Bestselling Harris (Abide with Me, 1999, etc.) returns with an inspirational loves-me-not that reads like a trash-talking Magnificent Obsession.
The champagne is cooling, the flowers are cut, but sexy sports agent John Basil Henderson is phoning his fiancée's opulent hotel suite to say he isn't going to marry diva Yancey Harrington Braxton after all. Why not? That's the slender hook for this tart little fairy tale that turns out to be just too well turned-out (via countless details re fashions, decor, and the characters' perfect dimensions) to be true.

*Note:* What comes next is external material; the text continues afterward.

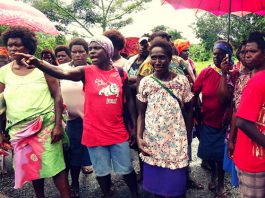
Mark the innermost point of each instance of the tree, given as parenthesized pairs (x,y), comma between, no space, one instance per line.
(172,32)
(210,28)
(88,13)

Only a few months ago, when he popped the question to Yancey in front of a hushed opening-night audience in the Las Vegas production of Chicago she'd just joined as the headliner, Basil, his passion only fanned by bout after bout of supercharged loving, was in heaven. But now a whiff of mistrust has him tapping his beloved's phone and finding out all sorts of stuff he'd probably have rested easier between Yancey's sweet thighs without knowing. Has he been put off by the way she keeps stiffing him for money? Has he had enough of her greedy, meddlesome mother Ava? Has he discovered the shameful secret from the past that's suddenly invaded her dressing room? Or has he just had enough of the pretense that marrying this fine woman will cure him of the bisexuality every black stud within whiffing distance keeps reminding him of? The problems are serious enough, but the cartoon characters and designer prose ("At that moment Basil's heart was filled with so much love for Yancey he thought it would push right through his light-green cotton stretch sweater") will keep you at a safe distance from every joy and sorrow.
Big-hearted, simple-minded tosh that makes Waiting to Exhale look like Anna Karenina.